Barack Obama, Trump’s predecessor, pulled the US out of the global financial crisis and its international image out of the tailspin caused by George W. Bush’s military adventures and backsliding on civil liberties. His eight scandal-free years at the White House and the way he treated people when he was president will keep many in the US pining for him for a long time to come. And yet he doesn’t fit any kind of US stereotype; black, wonkish, born and raised in Hawaii outside of any church, he was a rare bird throughout his career.

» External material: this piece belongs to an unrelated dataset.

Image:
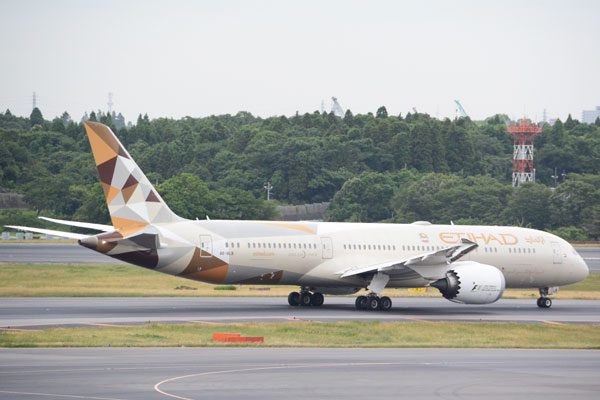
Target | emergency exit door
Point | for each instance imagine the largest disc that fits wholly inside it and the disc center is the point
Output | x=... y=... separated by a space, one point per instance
x=327 y=246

Mikhail Gorbachev, the man who did the impossible: Liberalizing Russia after 70 years of communism, then reluctantly overseeing the collapse of the Soviet empire. The transformation he brought about remains momentous, despite Putin’s efforts to revive the past. He, too, was a stereotype-defying figure. His obvious lack of interest in the oppressive kind of power, his easy gregariousness, his dyslexic torrents of unscripted speech, and his highly untypical worship of his intellectual wife made him a maverick in the eyes of the Russian elite and the Russian public alike. Many fail to understand to this day how he managed to get to the top and stay there for more than six years.

And in Germany, while some might argue that Merkel’s long rule has been transformative enough, it doesn’t rise to the high bar set by her mentor, Helmut Kohl, who unified the country 45 years after the last world war split it in two; he was also one of the masterminds behind the modern European Union. Margaret Thatcher famously, and unflatteringly, called him “so German” after he pulled one of his classic jokes on her, trying to feed her pig’s stomach. But Kohl didn’t quite fit many of the national stereotypes, especially those that apply to the country’s meritocratic elite. A known glutton with an ever-growing belly, he often irritated his intense, perfectionist fellow citizens; the first in his family to go to university, he was also known for a dislike of careful preparation — a German who rarely did his homework.

Great leadership, of course, doesn’t lend itself to clear rules and patterns. Somehow I doubt, though, that in these precarious times conforming to national stereotypes is the right answer to very unusual challenges. Only a truly unusual leader could pull the UK out of its Brexit nosedive, the US out of its exceptionalism trap, Russia out of its slide into irrelevance, and Germany out of its provincial complacency. As it is, we have to make do with the clichés.